Where the energy losses start to mount up is between the three-pin socket and the car wheels: in battery chargers, in the charge-discharge cycle inefficiencies of batteries, in high-current cables, motors, and motor control circuitry on the car. Worst of all, in the energy costs of replacing hefty batteries fairly often.
From the overall community point of view, electric cars are not without a filthy exhaust – it's just that it's at the power station, not at the car. At least it doesn't have lead in it – but even that comes out at the battery factory or in the battery recycling process. (Edit: This is of course slightly out of date. Petrol no longer has lead in it in most countries, and battery manufacture and recycling have moved on a great deal too.

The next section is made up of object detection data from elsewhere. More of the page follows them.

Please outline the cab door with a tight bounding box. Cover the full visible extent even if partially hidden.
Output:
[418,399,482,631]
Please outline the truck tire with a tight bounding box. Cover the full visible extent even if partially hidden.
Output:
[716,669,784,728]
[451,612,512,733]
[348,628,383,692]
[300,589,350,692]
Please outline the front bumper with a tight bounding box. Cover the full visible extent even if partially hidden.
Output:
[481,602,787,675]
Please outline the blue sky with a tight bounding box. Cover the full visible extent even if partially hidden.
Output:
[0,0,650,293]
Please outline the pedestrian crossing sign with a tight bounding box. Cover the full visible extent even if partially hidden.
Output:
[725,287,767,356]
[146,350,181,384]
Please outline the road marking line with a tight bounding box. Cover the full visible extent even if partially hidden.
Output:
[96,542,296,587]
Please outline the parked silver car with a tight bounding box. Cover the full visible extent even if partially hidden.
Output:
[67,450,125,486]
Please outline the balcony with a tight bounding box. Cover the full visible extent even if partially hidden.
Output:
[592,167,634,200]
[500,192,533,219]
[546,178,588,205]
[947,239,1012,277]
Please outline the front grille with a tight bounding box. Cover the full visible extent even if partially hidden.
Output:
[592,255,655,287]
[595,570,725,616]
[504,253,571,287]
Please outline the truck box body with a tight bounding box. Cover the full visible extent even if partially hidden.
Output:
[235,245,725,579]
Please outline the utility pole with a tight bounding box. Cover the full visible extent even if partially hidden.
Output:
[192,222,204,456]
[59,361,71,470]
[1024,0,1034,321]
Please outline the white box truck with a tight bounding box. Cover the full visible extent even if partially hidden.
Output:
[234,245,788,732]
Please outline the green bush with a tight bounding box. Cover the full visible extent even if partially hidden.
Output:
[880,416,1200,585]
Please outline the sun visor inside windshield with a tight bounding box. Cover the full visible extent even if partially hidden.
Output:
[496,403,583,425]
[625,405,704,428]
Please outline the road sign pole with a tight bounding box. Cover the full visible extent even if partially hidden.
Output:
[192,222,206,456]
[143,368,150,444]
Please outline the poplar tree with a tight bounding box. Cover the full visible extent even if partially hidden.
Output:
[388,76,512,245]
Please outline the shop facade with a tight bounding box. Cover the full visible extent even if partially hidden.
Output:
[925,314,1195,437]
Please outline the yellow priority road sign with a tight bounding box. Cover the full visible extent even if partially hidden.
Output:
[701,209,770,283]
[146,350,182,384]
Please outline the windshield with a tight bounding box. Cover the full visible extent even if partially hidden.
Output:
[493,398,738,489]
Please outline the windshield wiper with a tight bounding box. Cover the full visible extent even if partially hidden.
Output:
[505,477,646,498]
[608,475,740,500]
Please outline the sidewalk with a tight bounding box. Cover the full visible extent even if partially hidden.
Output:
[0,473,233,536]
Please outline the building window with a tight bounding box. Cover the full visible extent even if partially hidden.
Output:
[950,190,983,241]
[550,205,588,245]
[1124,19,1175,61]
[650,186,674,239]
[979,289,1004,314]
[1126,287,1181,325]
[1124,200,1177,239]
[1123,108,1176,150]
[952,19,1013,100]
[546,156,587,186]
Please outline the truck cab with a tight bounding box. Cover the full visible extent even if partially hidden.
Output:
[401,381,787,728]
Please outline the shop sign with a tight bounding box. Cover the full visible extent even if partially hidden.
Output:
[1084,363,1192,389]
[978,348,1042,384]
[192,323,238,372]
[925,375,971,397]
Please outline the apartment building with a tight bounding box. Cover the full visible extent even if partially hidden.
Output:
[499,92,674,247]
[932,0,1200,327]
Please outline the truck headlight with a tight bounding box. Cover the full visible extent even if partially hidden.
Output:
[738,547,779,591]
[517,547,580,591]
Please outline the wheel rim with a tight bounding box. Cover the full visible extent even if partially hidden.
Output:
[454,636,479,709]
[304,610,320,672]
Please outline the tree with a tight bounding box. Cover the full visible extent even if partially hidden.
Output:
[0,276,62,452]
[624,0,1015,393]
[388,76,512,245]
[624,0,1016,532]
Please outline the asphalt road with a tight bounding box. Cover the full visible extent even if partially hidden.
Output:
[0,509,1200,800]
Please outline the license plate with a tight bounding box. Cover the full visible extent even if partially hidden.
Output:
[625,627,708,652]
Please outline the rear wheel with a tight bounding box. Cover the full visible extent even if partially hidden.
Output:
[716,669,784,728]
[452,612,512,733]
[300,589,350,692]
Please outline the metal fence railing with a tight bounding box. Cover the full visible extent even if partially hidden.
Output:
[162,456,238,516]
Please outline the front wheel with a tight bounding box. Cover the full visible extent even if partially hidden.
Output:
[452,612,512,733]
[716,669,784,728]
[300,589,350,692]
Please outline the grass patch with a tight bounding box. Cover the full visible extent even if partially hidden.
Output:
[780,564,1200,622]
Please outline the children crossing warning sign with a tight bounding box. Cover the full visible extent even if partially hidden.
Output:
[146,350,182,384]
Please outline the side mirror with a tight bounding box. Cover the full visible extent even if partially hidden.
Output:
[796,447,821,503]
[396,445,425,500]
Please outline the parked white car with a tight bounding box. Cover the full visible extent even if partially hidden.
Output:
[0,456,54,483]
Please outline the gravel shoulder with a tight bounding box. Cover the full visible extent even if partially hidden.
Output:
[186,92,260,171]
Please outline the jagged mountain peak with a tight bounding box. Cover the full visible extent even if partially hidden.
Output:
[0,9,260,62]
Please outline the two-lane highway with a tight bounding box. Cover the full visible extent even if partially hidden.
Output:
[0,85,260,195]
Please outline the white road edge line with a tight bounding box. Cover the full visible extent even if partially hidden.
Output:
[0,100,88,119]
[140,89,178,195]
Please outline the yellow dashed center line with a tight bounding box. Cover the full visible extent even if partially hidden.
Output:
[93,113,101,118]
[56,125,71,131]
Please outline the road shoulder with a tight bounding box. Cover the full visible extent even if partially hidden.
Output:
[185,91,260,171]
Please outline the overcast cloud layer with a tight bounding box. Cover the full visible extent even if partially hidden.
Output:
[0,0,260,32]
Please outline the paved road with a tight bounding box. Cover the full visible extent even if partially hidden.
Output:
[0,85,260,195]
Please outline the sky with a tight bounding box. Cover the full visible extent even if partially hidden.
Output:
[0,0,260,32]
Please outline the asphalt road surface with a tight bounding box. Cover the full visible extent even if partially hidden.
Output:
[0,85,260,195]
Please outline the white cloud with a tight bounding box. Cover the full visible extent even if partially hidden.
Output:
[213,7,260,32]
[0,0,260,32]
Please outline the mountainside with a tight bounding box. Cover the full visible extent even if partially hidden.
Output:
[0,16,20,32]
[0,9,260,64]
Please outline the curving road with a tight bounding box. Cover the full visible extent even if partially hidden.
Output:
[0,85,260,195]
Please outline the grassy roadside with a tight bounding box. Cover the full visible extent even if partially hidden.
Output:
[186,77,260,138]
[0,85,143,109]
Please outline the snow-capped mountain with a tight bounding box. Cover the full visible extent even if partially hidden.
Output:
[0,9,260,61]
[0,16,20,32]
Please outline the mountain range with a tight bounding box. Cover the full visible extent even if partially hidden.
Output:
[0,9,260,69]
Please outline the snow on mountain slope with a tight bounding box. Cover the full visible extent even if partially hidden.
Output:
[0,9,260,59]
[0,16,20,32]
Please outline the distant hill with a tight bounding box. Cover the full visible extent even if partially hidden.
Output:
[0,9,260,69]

Both the oil industry and the battery industry remain major sources of pollution however.)
They (some of them, somewhere) are working on ‘improving’ the electric car. Mainly, what they're trying to do is improve the performance, by which they mean acceleration, top speed, and range. Such energy saving advantages as the electric car has mostly arise from the limitation on its acceleration and top speed – so it’s not really the sort of improvement we actually need.
I'm not trying to say the electric car is necessarily a bad idea – just that there is more to it than meets the eye.
Let us hope they can improve the efficiency of the charge-discharge cycle, and improve the life expectancy of batteries.
Another way to save a tremendous lot of energy would be to reduce the performance of conventional cars. One very worthwhile by-product would be the saving of a great many lives and limbs. Best of all, we could reduce the amount we use cars, and use trains or buses instead.
Another idea which I find seductive is Combined Heat and Power. A nice, well established idea – a pity it isn't a nice, well established practice. But I'm not thinking of miles of pipework connecting everyone's central heating up to the waste heat of the local power station – I'm thinking of replacing my central heating boiler with an old car engine.
I'll just plumb the water cooling system of the engine in in place of the boiler, and run a wee generator off the engine. I'll convert the engine to run off mains gas, so I'm not paying too much of a premium for my fuel. My electricity will still come out a little expensive, but my heating will be free – or vice-versa. Overall I should be well in pocket.
Or will I? Less than half the heat from an engine comes out in the cooling system; most of it comes out in the exhaust. Unless I can retrieve a good proportion of the heat from the exhaust, I may well not end up gaining. So now I'm involved in heat exchanger design – perhaps my old central heating boiler will come in handy?
At least my exhaust will be relatively clean, since I'm using gas as fuel (all that warm carbon-dioxide: would the plants in my greenhouse like it?) – pretty much the same as the flue gas from the old heating system, plus a bit of old engine oil.
Now I'll just plug in my electric car . . .
Just one other thought, while I'm here:
Not tested on cute little fluffy rabbits? So you're going to test it on me? Or is it simply that you're selling nothing but water, which has been fairly thoroughly tested on quite a lot of people, not to mention rabbits; or soap, likewise; or other long-established ingredients. Not that being long-established is any guarantee of benignity.
Thanks, I'll stay dirty.
Green consumerism? There's a contradiction in terms!